Over the years, Capleton, who also goes by the royal title King Shango, has distinguished himself with his ultra high-energy performances, which oftentimes see him appearing to defy the law of gravity by being suspended in mid-air. Those antics, he says, are simply a case of him being propelled by the undiluted love of the music. “It’s just the power of the music,” he said laughing. “We know the real potency of the music, so it makes my performance potent as well,” he explained.

Very focused on emanating positive vibrations and maintaining that deep spiritual connection, the Rastafarian reggae artiste told The Gleaner that he had just returned from a successful fishing trip in his home parish, St Mary, and he extolled the virtues of his hobby. “Fishing is my favourite way of relaxation, and I have been doing this from a child. I love to feel the energy and the vibe. When I am fishing I don’t hold the rod, I hold the line in my hand, and that way, as soon as a fish even brush ‘gainst the line, I feel it,” he said, his face alight with excitement. Happy that he had made “a good catch” that day, he revealed, surprisingly, that he doesn’t even eat fish. He’s vegan.

“So I give away the fish to family and friends,” he said happily. Actually, Capleton, christened Clifton George Bailey III, says he’s happiest when giving, and pointed out that this is the reason why he stages his annual charity show, A St Mary Mi Come From.
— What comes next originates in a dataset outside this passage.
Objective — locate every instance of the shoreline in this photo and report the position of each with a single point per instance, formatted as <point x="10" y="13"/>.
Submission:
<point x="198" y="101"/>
“Giving and sharing is an act of God. God loves a cheerful giver,” he quoted. “From I was a boy, I always said that I wanted to do something to help my community. This show started from a dance, until it reach a stage show and now it is a festival. Sometimes, we don’t even make any money and corporate don’t really look our way, but we press on, and we ensure that we keep our promises. Giving back is always a joy, whether it is something to help in education, health, sports or the physically challenged,” he said. He also stated that the event will next be held in August 2020.

Capleton acknowledges and embraces his position as a role model, and says he is acutely aware of the effect of the message in the music. “Artistes have to know what they are saying, especially to the young ears that are listening. It can’t always be about the bling and riches, there has to be humility in your message. And to always remember that your health is your greatest wealth,” the health-conscious Rastafarian cautioned.

He also touched on one of his pet peeves, the lack of respect shown to legends in the music business.

“That’s not how it is supposed to be,” the Prophet declared. “There is no respect for the artistes who set the foundation. When I see the legends on the street, I have to give them their respect,” he said, adding that he is willing to do a collab with “any legendary artiste any day”.

Tonight’s Hennessy Artistry will see Capleton and reggae singer Jah Vinci on stage, complemented by saxophonist Tafane, the High Symbol Band and The Prophecy Band.